This case is on the border somewhere -- it's hard to tell whether it's possible to enforce the contract "as agreed" because the terms are insufficiently precise. This is one of the huge advantages of written contracts over verbal ones. If something unexpected happens, the written contract usually gives you a resolution. However, it often also tends not to be a fair resolution. (For example, in the case of the misweighed cherries, the contract likely would say that the seller's written acceptance of the load waives claims that cherries were insufficient. Though this is a precise resolution, it's hardly fair to let the seller 100% benefit from his mistake while the buyer bears the full costs.)

Here's an interesting thought experiment: Say in that discussion, Patrick was asked this question: "Say it turns out that despite your best efforts, lots of people are borrowing from you to invest in Pirate. And say Pirate stops making payments and many of your loans go bad all at the same time. You probably can't enforce them in any court of law, so your chances of collecting on many of those loans would be low to non-existent. If that happens, are you and your wife going to make personal financial sacrifices to pay back all your investors 100%? This is a serious question and if this happens, I plan to hold you to what you say now and make it a term of our agreement. What will you do?"

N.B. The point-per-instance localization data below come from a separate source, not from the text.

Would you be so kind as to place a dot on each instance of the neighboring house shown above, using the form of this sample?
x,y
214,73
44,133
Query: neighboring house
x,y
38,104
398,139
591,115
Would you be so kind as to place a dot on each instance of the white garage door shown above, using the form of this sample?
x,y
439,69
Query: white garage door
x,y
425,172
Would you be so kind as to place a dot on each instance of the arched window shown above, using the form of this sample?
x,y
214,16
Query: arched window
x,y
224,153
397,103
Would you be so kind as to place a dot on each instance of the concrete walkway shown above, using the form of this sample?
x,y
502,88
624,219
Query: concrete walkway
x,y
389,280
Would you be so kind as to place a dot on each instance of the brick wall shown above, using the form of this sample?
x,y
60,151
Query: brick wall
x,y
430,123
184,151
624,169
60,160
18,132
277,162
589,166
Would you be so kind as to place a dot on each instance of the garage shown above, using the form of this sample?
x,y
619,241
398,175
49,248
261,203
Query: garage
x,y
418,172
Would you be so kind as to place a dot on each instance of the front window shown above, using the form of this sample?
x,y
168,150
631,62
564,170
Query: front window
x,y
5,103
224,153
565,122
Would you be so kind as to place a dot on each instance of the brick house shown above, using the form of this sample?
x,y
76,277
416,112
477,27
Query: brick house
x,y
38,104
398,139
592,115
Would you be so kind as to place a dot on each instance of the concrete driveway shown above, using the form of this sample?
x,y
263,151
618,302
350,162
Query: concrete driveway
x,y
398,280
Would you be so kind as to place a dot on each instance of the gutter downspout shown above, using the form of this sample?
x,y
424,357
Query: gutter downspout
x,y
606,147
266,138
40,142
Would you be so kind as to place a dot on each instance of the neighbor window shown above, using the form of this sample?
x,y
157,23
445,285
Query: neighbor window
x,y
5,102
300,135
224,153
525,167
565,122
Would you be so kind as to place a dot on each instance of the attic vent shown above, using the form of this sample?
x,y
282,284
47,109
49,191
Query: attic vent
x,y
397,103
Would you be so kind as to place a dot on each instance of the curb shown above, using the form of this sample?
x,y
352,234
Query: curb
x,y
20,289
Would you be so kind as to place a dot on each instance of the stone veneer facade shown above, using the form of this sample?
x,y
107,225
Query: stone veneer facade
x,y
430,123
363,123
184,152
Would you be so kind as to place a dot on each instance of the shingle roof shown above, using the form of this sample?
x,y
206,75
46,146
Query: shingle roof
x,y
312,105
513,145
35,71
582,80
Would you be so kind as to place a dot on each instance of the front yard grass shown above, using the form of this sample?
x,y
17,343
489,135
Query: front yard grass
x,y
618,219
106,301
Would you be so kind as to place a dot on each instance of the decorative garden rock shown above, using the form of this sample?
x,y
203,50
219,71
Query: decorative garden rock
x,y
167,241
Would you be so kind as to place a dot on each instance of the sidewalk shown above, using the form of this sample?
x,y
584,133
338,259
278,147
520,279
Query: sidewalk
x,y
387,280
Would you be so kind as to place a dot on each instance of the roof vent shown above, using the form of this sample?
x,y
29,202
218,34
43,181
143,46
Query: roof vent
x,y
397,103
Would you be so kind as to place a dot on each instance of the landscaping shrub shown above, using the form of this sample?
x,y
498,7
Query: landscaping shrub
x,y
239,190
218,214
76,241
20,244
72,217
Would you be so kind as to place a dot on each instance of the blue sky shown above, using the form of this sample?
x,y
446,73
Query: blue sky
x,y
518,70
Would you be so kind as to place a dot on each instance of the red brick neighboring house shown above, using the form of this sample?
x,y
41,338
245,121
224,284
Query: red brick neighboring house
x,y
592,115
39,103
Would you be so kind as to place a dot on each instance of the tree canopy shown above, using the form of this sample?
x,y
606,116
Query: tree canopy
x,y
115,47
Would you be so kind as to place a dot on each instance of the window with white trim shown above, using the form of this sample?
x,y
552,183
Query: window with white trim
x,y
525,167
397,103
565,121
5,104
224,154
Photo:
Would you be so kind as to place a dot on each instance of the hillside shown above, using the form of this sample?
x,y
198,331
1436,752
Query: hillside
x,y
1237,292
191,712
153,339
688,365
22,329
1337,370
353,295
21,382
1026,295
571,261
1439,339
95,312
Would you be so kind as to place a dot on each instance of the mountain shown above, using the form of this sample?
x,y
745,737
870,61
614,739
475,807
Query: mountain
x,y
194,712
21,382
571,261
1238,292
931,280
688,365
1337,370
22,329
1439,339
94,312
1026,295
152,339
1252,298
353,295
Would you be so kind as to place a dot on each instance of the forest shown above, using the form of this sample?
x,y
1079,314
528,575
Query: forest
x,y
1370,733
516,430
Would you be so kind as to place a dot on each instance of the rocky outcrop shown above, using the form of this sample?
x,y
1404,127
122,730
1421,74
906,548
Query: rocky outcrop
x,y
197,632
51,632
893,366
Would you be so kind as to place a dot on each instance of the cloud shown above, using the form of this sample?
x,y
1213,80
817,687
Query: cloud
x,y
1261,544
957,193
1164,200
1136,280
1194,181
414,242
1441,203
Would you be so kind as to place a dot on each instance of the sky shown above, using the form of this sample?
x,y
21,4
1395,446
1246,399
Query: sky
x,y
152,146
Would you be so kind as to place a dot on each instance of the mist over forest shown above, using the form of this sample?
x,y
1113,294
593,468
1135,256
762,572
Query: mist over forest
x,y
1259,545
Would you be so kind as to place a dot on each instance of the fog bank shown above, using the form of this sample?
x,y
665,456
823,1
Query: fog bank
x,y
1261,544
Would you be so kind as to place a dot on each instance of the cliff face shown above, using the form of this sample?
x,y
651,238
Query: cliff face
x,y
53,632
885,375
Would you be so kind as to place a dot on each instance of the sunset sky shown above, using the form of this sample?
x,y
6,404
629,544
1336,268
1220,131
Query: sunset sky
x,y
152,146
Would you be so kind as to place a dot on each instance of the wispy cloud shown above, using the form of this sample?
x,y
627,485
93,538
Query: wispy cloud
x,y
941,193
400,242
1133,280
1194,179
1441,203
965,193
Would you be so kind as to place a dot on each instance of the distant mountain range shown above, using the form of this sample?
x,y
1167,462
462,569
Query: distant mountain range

What do you honestly think his answer would have been?

Aye, but we're going back to the fact depositors were not investing in Patrick's business or receiving a share of the profits. They were loaning him funds against interest and for safekeeping (financial services) and were led to believe Patrick operated as a bank (Offering said services and Patrick making a profit for himself with the business (the difference between the deposit rates and lending rates.)

The non-exposure to pirate was never part of the contract or included in it and cannot be invoked as a common mistake. Patrick offered a straight "- Deposit money -Receive x% interest" (The actual contract) accounts and operated as bank. The fact people informed themselves about the service provider's practices and declared they liked what they were told does not put any responsibility on them.

As for your thoughts experiment, I personally believe the answer would be "No", which doesn't mean others would assume the same thing or ever received this answer which would make that clause valid.